L'avenir de Die Linke et du Parti de la gauche européenne
Die Linke est membre fondateur du PGE.
Suite à la scission au sein du Parti de la Gauche Européenne, menée par La France Insoumise et des partis comme Podemos, les débats sont arrivés dans Die Linke : Faut-il rester ou partir du PGE ? Deux motions se sont affrontées.
La nouvelle direction a présenté une proposition visant à retirer le PGE des statuts, compte tenu de la nouvelle situation avec deux partis de gauche européens. Pour changer les statuts, il faut une majorité des deux tiers des délégués, ce que la direction n'avait pas. Une autre motion de soutien au PGE, présentée par deux assemblées berlinoises et soutenue par Claudia Haydt, vice-présidente du PGE.
Toutes les motions ont été rejetées (retirées), les débats internes autour du PGE vont se poursuivre en interne.
Rapprochement avec les Jeunes écologistes
La surprise du jour du Congrès est la venue de Sarah Lee-Heinrich, ancienne porte-parole de la Jeunesse verte, une organisation de jeunesse des Verts allemands, qui a rompu avec Les Verts.
Ces dernières semaines, des dizaines de hauts responsables de la Jeunesse Verte ont quitté le parti, accusant les Verts de ne pas faire de politique de gauche et de classe. Lee-Heinrich a annoncé la création d'une nouvelle organisation de jeunesse. "Nous venons de rompre une relation et nous sommes en deuil, mais peut-être que bientôt, nous commencerons à mieux nous connaître".
Les problèmes non résolus
Par ses décisions politiques, la conférence du parti n’a pas réglé les conflits anciens et nouveaux, mais les a plutôt apaisés ou reportés en vue des élections fédérales de 2025.
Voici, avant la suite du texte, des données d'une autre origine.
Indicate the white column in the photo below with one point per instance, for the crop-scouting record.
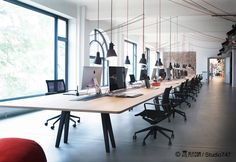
(81, 23)
(234, 67)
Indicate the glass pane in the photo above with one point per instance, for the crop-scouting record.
(61, 60)
(26, 51)
(61, 28)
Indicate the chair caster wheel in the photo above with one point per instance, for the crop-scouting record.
(144, 143)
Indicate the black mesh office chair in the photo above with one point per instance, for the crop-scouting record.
(54, 87)
(155, 116)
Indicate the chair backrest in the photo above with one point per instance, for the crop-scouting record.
(56, 86)
(132, 78)
(166, 99)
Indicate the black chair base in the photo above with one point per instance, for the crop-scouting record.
(58, 117)
(152, 130)
(180, 113)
Il n'y a aucune solution en vue aux graves problèmes d'organisation : l'effondrement de la base électorale dans la classe ouvrière et à l'Est, la concentration croissante de l'adhésion dans les grandes villes, la tension politique entre ceux qui veulent revitaliser le parti en le hissant à gauche et en l'inscrivant dans de véritables luttes et ceux qui travaillent depuis des années et des décennies à son intégration totale et à sa parlementarisation complète.
L'aile droite de Die Linke est la grande perdante de ce congrès. Les libéraux du parti, qui rêvaient d'une "modernisation" du programme du parti depuis la scission du camp de Wagenknecht, ont déchainé une campagne de presse contre Die Linke après leur échec dans le congrès berlinois. Plusieurs de leurs dirigeants comme Udo Wolf et Sören Benn à Berlin, Henriette Quade en Saxe-Anhalt ont quitté le parti.
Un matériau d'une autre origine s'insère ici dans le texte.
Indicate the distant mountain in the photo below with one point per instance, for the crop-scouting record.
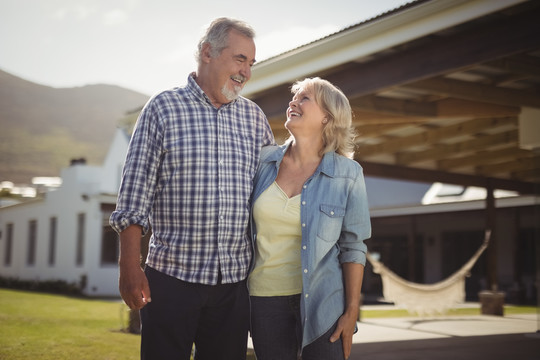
(43, 128)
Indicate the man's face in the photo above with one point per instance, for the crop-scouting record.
(232, 68)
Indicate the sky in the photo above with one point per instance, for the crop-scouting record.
(149, 45)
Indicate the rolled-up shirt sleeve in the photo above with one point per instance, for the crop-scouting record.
(356, 224)
(139, 176)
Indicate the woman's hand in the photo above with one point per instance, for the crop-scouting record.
(345, 329)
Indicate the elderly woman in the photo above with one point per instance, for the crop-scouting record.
(310, 218)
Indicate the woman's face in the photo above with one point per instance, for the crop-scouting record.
(304, 115)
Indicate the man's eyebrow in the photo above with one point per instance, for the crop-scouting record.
(244, 57)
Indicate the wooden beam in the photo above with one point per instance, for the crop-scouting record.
(452, 107)
(395, 106)
(483, 41)
(482, 157)
(372, 118)
(515, 165)
(374, 130)
(397, 144)
(519, 64)
(442, 151)
(477, 92)
(428, 176)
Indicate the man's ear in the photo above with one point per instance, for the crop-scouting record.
(206, 53)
Les amendements visant à déplacer le curseur politique vers la gauche ont été presque rejetés. À la toute fin de la conférence du parti, alors que de nombreux délégués étaient déjà partis, une motion d'urgence a été votée en faveur du soutien à "l'Appel de Berlin" contre le stationnement des missiles à moyenne portée américains. Cette motion a trouvé une majorité malgré une intervention opposée du nouveau directeur général fédéral.
Il semble beaucoup plus problématique qu’il n’y ait eu pratiquement aucune discussion structurée et critique sur la pratique concrète du parti. Le comportement électoral au Parlement européen, les résultats réels de la participation gouvernementale, les relations entre le parti et le mouvement pacifiste, ces sujets ont été parfois abordés lors du débat général, dans les discours de candidature ou dans les questions aux candidats, mais pas systématiquement.